みおこし

マルコムXのみおこしのレビュー・感想・評価

マルコムX(1992年製作の映画)
3.7
スパイク・リー監督作品制覇企画。公民権運動の旗手の一人として名を残すマルコムXの半生に迫った一大伝記映画。

キング牧師とよく対比されますが、決して武力を行使するような運動を彼がしたわけではなく、その姿勢が強硬なものか否かに大きな違いがあるのだなと。
長い映画でしたが、キングが運動家として台頭する前の前日譚がたっぷり描かれていて興味深かったです。
幼い頃からKKKからの攻撃の恐怖に晒されながら最終的に父を惨殺され、母が精神病院に送還されるなど悲惨な過去もあったことが影響してか、若い頃は犯罪に手を染め悪行の限りを尽くしていた時代があったとはつゆ知らず。

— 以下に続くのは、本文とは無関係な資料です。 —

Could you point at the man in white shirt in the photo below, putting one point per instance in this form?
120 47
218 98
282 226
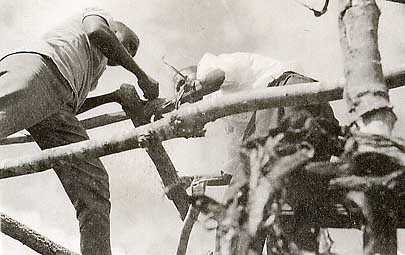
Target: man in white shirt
247 71
43 86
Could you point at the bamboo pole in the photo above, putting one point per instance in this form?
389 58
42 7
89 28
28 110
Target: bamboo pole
31 238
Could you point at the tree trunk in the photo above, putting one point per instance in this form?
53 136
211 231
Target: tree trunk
370 112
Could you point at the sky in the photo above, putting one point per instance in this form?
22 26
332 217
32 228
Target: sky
143 220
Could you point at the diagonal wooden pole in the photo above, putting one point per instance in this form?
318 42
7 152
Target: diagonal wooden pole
176 124
31 238
131 103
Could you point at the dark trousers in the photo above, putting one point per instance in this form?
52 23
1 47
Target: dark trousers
36 97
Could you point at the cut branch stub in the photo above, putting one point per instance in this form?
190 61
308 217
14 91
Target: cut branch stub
365 91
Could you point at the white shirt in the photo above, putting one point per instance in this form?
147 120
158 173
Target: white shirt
68 45
243 71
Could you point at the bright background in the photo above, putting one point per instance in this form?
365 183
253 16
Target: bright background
143 220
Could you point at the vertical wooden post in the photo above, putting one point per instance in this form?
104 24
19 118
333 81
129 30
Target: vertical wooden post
369 110
131 103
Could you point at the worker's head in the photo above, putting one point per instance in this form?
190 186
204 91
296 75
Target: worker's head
190 72
127 37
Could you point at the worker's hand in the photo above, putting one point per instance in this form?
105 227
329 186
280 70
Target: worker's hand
150 87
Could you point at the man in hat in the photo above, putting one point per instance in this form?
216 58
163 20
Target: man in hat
43 86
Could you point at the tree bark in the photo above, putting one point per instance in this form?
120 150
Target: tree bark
331 91
369 110
184 122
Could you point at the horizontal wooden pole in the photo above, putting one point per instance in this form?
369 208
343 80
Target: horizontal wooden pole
179 123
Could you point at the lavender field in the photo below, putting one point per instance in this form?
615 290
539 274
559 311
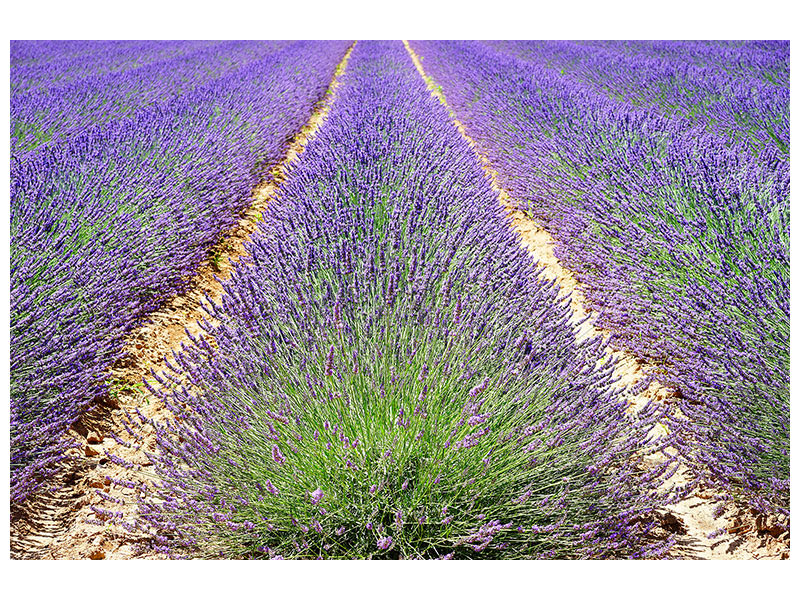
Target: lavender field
422 300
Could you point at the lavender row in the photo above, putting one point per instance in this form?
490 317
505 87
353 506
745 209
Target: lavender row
53 64
62 110
681 243
391 378
108 224
740 94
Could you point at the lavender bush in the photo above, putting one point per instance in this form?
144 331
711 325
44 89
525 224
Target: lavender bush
738 90
105 224
390 376
677 229
65 109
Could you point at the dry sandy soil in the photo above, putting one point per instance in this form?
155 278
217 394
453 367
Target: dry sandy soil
66 523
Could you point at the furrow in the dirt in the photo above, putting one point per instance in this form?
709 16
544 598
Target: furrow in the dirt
77 520
692 519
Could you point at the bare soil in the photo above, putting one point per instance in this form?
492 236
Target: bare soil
65 523
745 535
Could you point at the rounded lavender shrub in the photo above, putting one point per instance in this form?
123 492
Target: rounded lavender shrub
390 377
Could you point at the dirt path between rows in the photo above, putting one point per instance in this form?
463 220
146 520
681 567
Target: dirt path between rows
77 521
697 516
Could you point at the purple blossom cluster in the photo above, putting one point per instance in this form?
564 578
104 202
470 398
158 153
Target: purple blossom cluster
662 170
64 109
738 90
391 377
117 211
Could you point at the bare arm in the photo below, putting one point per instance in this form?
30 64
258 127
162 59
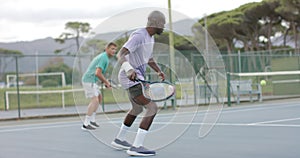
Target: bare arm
131 74
152 63
101 77
121 55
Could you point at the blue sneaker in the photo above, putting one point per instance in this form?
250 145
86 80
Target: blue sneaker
140 151
120 145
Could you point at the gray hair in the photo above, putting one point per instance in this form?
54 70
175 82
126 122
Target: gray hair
156 19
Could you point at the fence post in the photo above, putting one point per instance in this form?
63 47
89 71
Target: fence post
18 90
228 90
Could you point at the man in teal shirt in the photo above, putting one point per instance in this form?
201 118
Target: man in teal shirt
93 74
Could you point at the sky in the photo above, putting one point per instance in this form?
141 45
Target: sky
27 20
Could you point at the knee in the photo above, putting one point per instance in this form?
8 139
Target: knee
136 111
152 108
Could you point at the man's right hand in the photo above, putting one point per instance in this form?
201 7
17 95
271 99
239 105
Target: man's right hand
131 74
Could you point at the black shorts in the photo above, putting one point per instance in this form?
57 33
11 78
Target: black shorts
135 91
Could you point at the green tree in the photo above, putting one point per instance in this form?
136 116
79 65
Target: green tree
56 65
6 58
290 12
76 31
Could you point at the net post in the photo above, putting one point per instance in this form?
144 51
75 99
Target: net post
228 90
102 93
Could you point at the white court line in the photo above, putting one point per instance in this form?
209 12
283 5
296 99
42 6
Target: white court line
201 112
275 121
230 124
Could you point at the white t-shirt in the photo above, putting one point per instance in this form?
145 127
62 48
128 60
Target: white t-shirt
140 46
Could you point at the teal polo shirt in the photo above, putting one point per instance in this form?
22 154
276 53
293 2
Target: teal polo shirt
100 61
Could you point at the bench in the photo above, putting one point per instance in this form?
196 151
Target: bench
245 87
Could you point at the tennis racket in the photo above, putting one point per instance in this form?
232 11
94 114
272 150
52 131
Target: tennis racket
158 90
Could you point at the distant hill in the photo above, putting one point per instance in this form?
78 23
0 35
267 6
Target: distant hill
47 46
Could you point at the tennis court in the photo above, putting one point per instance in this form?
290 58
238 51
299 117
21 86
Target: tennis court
269 129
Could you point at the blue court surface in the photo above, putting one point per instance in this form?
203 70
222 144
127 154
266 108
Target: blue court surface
256 130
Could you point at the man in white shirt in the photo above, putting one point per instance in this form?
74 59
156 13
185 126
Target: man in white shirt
134 56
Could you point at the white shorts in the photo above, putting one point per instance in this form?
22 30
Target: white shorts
91 89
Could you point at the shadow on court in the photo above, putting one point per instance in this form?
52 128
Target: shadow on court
268 129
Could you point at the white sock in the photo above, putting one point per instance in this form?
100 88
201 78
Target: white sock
87 120
122 133
140 137
93 117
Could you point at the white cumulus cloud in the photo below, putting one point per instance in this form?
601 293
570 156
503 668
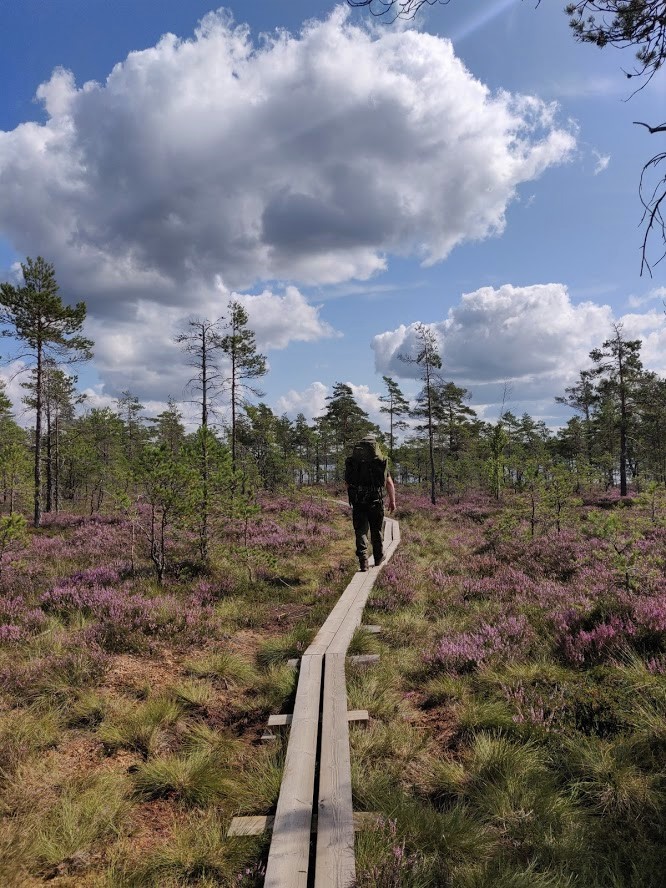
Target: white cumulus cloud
532 338
306 157
311 402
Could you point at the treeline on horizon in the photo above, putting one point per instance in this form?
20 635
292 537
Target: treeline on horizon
105 458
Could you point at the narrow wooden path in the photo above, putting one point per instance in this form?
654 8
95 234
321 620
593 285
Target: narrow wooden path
316 793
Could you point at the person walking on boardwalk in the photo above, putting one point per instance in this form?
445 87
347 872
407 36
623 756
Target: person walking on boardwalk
366 476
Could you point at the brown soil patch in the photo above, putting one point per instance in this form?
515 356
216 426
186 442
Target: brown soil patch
150 824
128 672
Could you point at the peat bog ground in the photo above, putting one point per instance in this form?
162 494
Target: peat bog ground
518 712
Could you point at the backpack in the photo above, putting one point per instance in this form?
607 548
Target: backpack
365 475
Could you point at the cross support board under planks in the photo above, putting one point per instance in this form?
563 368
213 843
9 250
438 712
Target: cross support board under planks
289 856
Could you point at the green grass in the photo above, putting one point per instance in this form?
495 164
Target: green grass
278 650
25 732
87 812
195 853
197 778
139 727
230 669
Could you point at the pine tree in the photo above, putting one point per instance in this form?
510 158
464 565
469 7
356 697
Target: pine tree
618 367
49 329
395 406
429 362
245 364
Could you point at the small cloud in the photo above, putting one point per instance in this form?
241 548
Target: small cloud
602 161
658 293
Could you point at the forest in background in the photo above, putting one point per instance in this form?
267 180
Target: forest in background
103 459
517 730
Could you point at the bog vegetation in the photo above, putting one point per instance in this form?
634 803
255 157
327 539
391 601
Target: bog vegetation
154 583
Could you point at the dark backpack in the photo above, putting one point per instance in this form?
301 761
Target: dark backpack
365 475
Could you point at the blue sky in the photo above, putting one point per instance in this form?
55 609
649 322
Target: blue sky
475 170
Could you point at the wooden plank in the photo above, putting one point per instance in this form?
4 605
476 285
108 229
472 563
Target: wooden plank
290 846
279 721
364 659
250 826
258 824
335 866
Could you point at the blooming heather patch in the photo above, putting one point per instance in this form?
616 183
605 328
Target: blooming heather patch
507 639
124 619
585 639
395 586
18 619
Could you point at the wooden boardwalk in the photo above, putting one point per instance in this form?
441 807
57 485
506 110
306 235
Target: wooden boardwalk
317 771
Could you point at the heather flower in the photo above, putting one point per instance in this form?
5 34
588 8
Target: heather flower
394 588
10 633
507 638
585 639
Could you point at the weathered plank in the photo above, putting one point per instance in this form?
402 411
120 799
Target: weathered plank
335 866
278 721
260 823
250 826
364 659
290 846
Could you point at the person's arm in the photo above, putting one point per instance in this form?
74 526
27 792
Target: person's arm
390 489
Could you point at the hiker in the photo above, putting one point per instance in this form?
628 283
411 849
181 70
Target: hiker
366 475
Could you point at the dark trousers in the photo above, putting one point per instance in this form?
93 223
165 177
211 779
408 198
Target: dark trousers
368 520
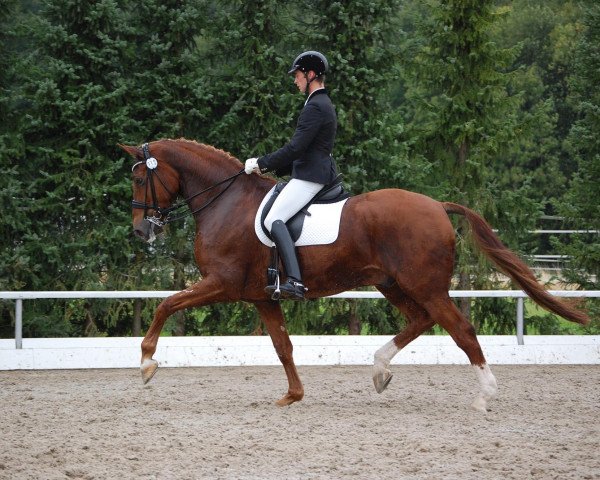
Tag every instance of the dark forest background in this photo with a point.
(492, 104)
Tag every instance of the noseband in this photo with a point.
(164, 213)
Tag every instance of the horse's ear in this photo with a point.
(135, 152)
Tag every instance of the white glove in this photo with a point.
(252, 166)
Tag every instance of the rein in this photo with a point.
(151, 167)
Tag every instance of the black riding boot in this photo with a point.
(293, 288)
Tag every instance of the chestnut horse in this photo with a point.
(400, 242)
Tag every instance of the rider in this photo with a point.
(307, 157)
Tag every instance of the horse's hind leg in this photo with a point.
(418, 322)
(445, 313)
(272, 316)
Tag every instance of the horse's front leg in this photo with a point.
(205, 292)
(272, 316)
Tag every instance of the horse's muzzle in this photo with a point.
(147, 231)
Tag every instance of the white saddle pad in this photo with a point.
(320, 228)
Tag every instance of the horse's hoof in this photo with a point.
(148, 368)
(480, 405)
(381, 380)
(288, 399)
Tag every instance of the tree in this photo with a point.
(73, 110)
(581, 208)
(461, 113)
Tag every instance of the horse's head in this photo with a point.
(155, 187)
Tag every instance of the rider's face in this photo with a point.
(300, 80)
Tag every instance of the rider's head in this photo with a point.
(309, 67)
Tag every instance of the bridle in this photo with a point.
(164, 213)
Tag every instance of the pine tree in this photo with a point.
(462, 115)
(75, 111)
(580, 205)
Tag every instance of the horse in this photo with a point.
(400, 242)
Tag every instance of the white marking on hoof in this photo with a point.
(488, 385)
(148, 368)
(383, 357)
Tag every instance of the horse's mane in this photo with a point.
(198, 148)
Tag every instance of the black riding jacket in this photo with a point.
(307, 156)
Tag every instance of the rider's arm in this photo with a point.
(308, 125)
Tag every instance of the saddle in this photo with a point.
(332, 193)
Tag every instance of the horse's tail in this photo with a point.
(513, 266)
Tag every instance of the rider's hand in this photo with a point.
(251, 166)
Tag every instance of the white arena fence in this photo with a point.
(124, 352)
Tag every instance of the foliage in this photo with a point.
(490, 104)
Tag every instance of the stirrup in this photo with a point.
(293, 290)
(274, 290)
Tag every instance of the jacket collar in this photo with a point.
(315, 92)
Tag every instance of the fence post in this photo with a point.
(19, 324)
(520, 328)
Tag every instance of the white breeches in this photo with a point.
(295, 196)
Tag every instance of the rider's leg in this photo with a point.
(292, 198)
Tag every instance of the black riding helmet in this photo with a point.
(310, 60)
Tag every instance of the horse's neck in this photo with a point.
(207, 168)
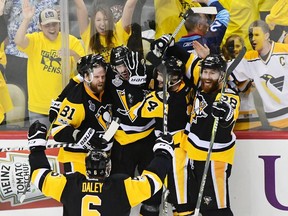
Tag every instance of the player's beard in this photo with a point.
(209, 85)
(98, 88)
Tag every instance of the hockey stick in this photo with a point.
(23, 196)
(106, 138)
(214, 130)
(204, 10)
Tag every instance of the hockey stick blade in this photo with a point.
(111, 130)
(204, 10)
(107, 136)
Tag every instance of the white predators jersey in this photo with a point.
(271, 80)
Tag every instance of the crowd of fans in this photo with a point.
(115, 72)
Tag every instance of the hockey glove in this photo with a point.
(136, 67)
(223, 111)
(54, 110)
(158, 46)
(37, 136)
(89, 139)
(164, 146)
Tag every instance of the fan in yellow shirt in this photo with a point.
(44, 74)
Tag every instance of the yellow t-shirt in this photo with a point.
(3, 59)
(120, 38)
(44, 75)
(242, 14)
(278, 13)
(5, 99)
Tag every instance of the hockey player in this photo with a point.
(96, 192)
(268, 62)
(199, 29)
(127, 84)
(179, 107)
(248, 117)
(210, 103)
(84, 116)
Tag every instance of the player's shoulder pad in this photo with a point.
(230, 91)
(159, 95)
(76, 94)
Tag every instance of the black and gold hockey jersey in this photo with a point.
(80, 110)
(198, 131)
(179, 107)
(124, 96)
(115, 196)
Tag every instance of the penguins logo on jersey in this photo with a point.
(117, 81)
(104, 116)
(199, 106)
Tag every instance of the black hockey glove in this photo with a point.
(37, 136)
(223, 111)
(136, 67)
(54, 110)
(90, 140)
(164, 145)
(159, 45)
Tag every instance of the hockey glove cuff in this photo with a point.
(37, 136)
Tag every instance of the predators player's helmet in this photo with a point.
(175, 70)
(118, 54)
(88, 62)
(214, 61)
(98, 165)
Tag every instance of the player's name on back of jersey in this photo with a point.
(94, 187)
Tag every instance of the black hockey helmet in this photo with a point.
(118, 54)
(214, 61)
(86, 63)
(175, 69)
(98, 165)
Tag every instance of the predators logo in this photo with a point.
(198, 109)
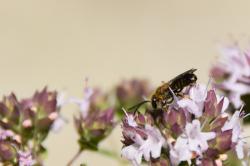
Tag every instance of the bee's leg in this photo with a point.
(180, 94)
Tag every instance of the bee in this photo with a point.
(163, 96)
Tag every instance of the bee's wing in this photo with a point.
(191, 71)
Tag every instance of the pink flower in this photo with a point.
(25, 159)
(234, 125)
(197, 140)
(180, 151)
(232, 73)
(146, 142)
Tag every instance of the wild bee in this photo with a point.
(163, 95)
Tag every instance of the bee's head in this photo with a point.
(154, 101)
(192, 78)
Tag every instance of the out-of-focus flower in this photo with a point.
(95, 120)
(144, 141)
(10, 153)
(231, 73)
(180, 151)
(195, 129)
(29, 121)
(197, 140)
(25, 159)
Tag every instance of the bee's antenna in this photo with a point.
(175, 97)
(137, 106)
(125, 112)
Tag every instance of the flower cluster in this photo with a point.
(28, 122)
(95, 120)
(231, 74)
(194, 129)
(11, 150)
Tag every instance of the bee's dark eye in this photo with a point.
(193, 78)
(170, 99)
(163, 102)
(154, 102)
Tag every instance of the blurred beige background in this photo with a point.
(60, 42)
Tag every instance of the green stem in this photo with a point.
(110, 154)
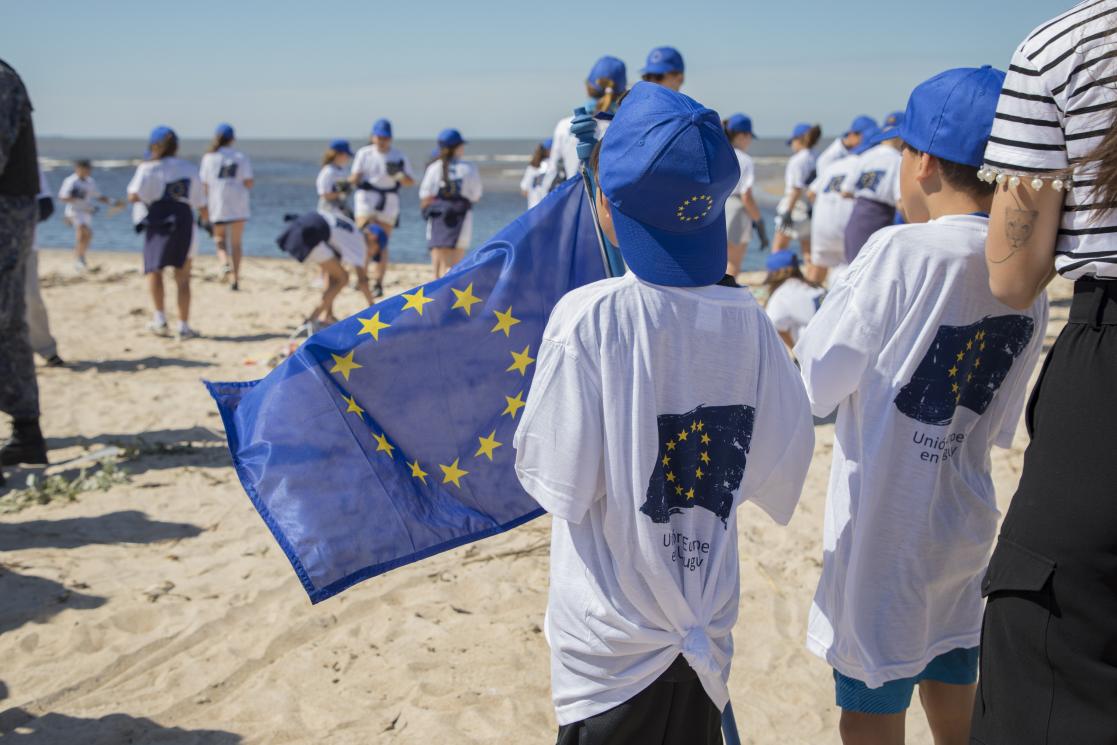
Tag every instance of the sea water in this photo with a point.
(285, 171)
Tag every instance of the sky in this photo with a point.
(490, 68)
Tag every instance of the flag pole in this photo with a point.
(584, 129)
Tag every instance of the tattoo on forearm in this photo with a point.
(1018, 228)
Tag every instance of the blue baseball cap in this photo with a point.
(738, 124)
(450, 137)
(860, 125)
(667, 169)
(868, 140)
(378, 232)
(382, 129)
(662, 60)
(611, 69)
(159, 133)
(799, 131)
(951, 115)
(779, 260)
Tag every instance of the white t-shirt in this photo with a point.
(877, 175)
(83, 191)
(798, 173)
(223, 174)
(834, 152)
(747, 173)
(928, 371)
(792, 306)
(831, 210)
(462, 173)
(380, 170)
(645, 407)
(168, 178)
(535, 183)
(564, 149)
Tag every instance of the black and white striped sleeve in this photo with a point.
(1028, 134)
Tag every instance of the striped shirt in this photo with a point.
(1059, 99)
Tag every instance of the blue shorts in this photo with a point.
(956, 667)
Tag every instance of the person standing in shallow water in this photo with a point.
(19, 185)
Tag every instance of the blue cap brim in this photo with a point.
(693, 259)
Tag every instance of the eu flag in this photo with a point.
(700, 461)
(387, 437)
(964, 366)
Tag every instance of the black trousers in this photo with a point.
(672, 710)
(1049, 639)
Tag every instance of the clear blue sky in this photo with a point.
(320, 69)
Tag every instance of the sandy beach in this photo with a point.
(154, 607)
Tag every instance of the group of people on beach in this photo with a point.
(665, 398)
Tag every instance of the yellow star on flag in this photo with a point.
(344, 365)
(416, 301)
(382, 445)
(465, 298)
(372, 326)
(353, 409)
(505, 322)
(515, 403)
(488, 445)
(451, 474)
(522, 360)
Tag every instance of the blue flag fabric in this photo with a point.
(964, 366)
(387, 437)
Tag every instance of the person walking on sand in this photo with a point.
(227, 178)
(19, 185)
(78, 193)
(171, 191)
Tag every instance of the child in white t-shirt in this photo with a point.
(660, 403)
(79, 193)
(792, 299)
(927, 371)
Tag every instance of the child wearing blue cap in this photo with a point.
(927, 371)
(793, 217)
(874, 185)
(665, 67)
(227, 177)
(792, 298)
(742, 213)
(447, 194)
(661, 401)
(380, 170)
(534, 183)
(831, 210)
(332, 182)
(604, 85)
(170, 190)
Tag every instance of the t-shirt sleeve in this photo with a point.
(846, 334)
(1028, 133)
(783, 436)
(560, 441)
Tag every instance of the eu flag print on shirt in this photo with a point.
(387, 437)
(964, 366)
(700, 462)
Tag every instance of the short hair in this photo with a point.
(960, 177)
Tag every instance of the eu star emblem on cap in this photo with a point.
(951, 115)
(666, 169)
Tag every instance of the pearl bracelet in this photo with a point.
(992, 175)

結構許しがたい犯行にも及んでいたようですが、獄中でのとある人物との出会いが彼の人生を激変させていきます。ボストンでの悪友ショーティを演じているのは、監督のスパイク・リーご本人。
映画の後半は、ネーション・オブ・イスラムの教えに感銘を受けて出所後に活動を開始するマルコムの姿が描かれます。

デンゼル・ワシントンのマルコム役、とにかくこの前半から後半にかけての演じ分けが凄まじかったです。頭の悪いチンピラから、カリスマ的な指導者へと成長していく姿はとにかく圧巻。アンジェラ・バセットやデルロイ・リンドなど、脇を固める俳優さんもみんな渋い面々ばかりで、伝記映画として非常に見応えのある内容でした。
時折入るミュージカル・シーンはリー監督らしい明るい側面もあって楽しめたし、ラストの子供たちの"I am Marcom X!"の描写はマルコムXの功績を訴えるアフリカ系アメリカ人としての監督の熱いメッセージやっぱりグッと来ました...!

長いしショッキングなシーンもそれなりにあるので、ご注意ください!!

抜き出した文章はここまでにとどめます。